Age, innovations have altered training approach for Cardinals’ Palmer
Apr 22, 2016, 4:02 PM | Updated: 10:30 pm
(AP Photo/Rick Scuteri)
TEMPE, Ariz. — Carson Palmer is taking a radically different approach to training this summer than he did last summer when he was coming off ACL surgery.
“So much of it last year was just getting healthy and getting strong,” the Cardinals quarterback said Monday at the opening of the team’s strength and conditioning program. “This year, without having to slow your way into it and having to be cautious because you had a repaired ACL, this year has been totally different.”
Rehabilitation was one thing, but this year’s training is also radically different from the early years of Palmer’s career. Palmer is 36, and while he isn’t cutting corners in his preparation for the season, age and mileage have forced him to alter his methods.
“When you get older you need more time to recover,” strength and conditioning coach Buddy Morris said. “You’re not as supple as you once were. You’re a little more beat up.
“The body can’t handle as much stress or as much volume of work so we make considerable adaptions to Carson. Everything is based on how they respond to the active dynamic warm-up when they come in each day.”
That doesn’t mean the Cardinals are treating Palmer with kid gloves.
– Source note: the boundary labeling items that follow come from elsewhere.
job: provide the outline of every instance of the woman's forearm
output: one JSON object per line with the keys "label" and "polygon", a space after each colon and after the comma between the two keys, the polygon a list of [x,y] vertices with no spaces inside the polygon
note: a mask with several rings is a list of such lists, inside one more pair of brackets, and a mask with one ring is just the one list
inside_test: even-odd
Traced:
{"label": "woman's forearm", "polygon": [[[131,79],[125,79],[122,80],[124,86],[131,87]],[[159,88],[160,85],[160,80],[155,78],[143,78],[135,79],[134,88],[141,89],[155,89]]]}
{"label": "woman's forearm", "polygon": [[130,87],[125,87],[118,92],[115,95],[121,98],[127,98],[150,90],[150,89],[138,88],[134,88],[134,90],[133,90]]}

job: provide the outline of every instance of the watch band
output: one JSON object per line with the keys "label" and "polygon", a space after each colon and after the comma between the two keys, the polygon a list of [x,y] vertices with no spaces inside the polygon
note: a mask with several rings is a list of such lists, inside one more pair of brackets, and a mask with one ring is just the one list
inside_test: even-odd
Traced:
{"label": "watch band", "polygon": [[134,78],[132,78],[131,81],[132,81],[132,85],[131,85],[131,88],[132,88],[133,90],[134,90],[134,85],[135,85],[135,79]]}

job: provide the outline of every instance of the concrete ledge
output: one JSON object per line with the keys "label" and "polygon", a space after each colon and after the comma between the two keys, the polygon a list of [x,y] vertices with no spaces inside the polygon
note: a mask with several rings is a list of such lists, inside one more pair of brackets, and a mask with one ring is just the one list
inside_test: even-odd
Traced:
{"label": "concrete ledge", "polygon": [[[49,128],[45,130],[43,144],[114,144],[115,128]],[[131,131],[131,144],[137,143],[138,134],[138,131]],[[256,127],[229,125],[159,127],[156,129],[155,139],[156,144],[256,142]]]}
“There’s a falsity that people think the older you get, the less you train,” Palmer said. “It’s actually the opposite. The older you get the harder you train.
“You need to be more efficient with your time. Maybe the two-and-a-half and three-and-a-half hour workouts need to be slimmed down to two hours, but you’re getting more in probably because you’re going at a faster tempo and a faster rate.”
Palmer said there is a danger in being unduly cautious in his preparation due to age.
“You may alter some exercises that you did when you were 22, 23 years old but you can’t go easier or try to be careful or try not to get hurt because once you get on the football field you’ve been training to not get hurt and that’s kind of when you get yourself in some difficult situations,” he said.
Morris said the focus for Palmer is in line with his overall philosophy for the team.
“What I do for Carson is more body weight, more movement prep-based,” he said. “I don’t care how strong you get; if you can’t move you can’t help us. So really, the foundation of our program is securing biomechanical efficiency and periods of fatigue and making sure our athletes are able to move.”
Palmer admits that training technology and science is progressing at dizzying rate. He tries to incorporate the latest innovations and philosophies, but only to a point.
“People come up with new ways and you find out something you’re doing this year or something you were doing last year, everyone is slamming it that it’s hurting athletes,” he said. “You’ve got to take everything with a grain of salt.
“I listen to the new stuff, I try it out and if it works it works. If it doesn’t I still feel really good about what I’ve done over my career to get ready and I’ll stick to those things.”